Dependent Angles | Richard Crooks's Website

Certain shapes, and configurations of lines which make them up have particular angular properties which can allow you to determine missing angles connected to them. These properties are important to know, as they can help you solve trigonometry problems by helping you identify needed angles based on other angles, even if you don’t know the angles in the triangles.

Straight Line And Connecting Line

Where you have a straight line and a line which connects to it, the sum of the angles made on the side of the connecting line will equal 180°.

$$a+b=180$$

This is because a straight line has an angle of 180° and thus the total of the angles around the connecting point must be one angle of 180° (which is opposite the connecting line), and a number of angles around the point where these two lines meet which add up to 180° (Figure 1).

An animated diagram showing that two angles of 144 and 36 add up to 180 degrees — Figure 1: Two angles that intersect along a straight line will add up to 180°. Thus, if you know one of the angles, you can find the second angle using algebra and rearranging the equation to find the missing angle.

This property is the basis for the other angle properties described here, and is also a useful property in its own right for solving some trigonometry problems.
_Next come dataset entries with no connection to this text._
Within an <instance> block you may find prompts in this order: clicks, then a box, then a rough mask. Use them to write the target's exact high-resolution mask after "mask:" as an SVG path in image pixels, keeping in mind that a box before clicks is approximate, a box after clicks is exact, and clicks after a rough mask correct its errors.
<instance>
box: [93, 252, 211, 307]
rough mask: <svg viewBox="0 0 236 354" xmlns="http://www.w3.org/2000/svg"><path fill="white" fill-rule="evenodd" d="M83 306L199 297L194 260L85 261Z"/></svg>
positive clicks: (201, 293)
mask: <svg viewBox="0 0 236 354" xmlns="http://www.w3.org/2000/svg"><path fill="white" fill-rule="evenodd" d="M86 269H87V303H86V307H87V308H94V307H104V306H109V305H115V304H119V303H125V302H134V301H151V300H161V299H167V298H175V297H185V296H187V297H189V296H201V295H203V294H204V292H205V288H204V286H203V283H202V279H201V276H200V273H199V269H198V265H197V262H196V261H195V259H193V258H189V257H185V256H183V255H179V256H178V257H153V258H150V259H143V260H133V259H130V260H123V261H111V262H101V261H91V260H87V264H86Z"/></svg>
Problems involving ambiguous triangles for example involve a straight line of ambiguous length, with lines of known length connecting to that line (Figure 2).

An animated diagram showing how ambiguous triangles can be solved using dependent angles — Figure 2: The property of lines meeting a straight line creating angles which add up to 180° can be used to solve ambiguous triangles. In ambiguous triangles, there are two places where lines meet a straight line. This, combined with the fact that there is an isosceles triangle, allows the possible triangles to be identified in the ambiguous triangles..

Intersecting Lines

When a line doesn’t just meet another line, but also crosses it, there are two sets of lines connecting to a straight line around the same point. As these lines are straight, there will be two pairs of identical angles, which add up to 360°.

$$2a+2b=360$$

The orientation of these angles around the intersecting point are that angles opposite each other are identical (Figure 3). This is because since the first rule is that the angles created by a line and another line connecting to it will add up to 180°, as the lines are straight, any one of the angles, and a single adjacent angle (which will be an angle a and angle b) will add up to 180°.

Animated diagram showing how dependent angles can be used to solve the angles of adjacent triangles that join by a corner made by intersecting lines — Figure 3: If two triangles are adjacent to one another and connected via one of its corners with two crossing straight lines, the angles of all sides of the triangle can be determined using the properties of angles around intersecting lines.

This rule can be used to solve trigonometry problems where two triangles meet each other at a corner. This is because these often contain intersecting lines, and so angles can be worked out by using this rule about intersecting lines (Figure 4).

Diagram showing how all the angles around a point can be solved using the dependent angles rules of intersecting lines — Figure 4: When two lines cross each other, the angles opposite one another are identical, and all angles add up to 360°. This can be used to solve all of the angles in the triangle, if one angle is known.

Intersecting With Parallel Lines

When a line intersects with a pair of parallel lines, it creates two intersection points. These intersection points both have the properties described above, and are identical to one another, but transposed to a different location on the line which intersects both of the parallel lines (Figure 5). This means that the angles from one of these intersections can be transposed into the other.

Diagram showing how a number of angles within a system of multiple parallel lines are identical based on rules of dependent angles — Figure 5: When parallel lines intersect one another, the angles of all intersection points, and their arrangements are identical to one another. This means that angles along lines which are parallel to the first angle can be determined indefinitely, provided that the lines are parallel.

A use of this rule is that it shows that angles of elevation and depression are identical when looking at problems involving right triangles (Figure 6). This is because the angle of elevation is looking up from the baseline, and the angle of depression is looking down from a line parallel to this baseline, thus this is a case where a line intersects two parallel lines.

Diagram showing that an angle of depression from one viewpoint looking downwards is identical to an angle of elevation looking up along that same line of sight — Figure 6: The property of intersecting parallel lines means that the angle of elevation (an observer looking up at an object) and depression (an observer looking down at an object) are identical to one another relative to one another.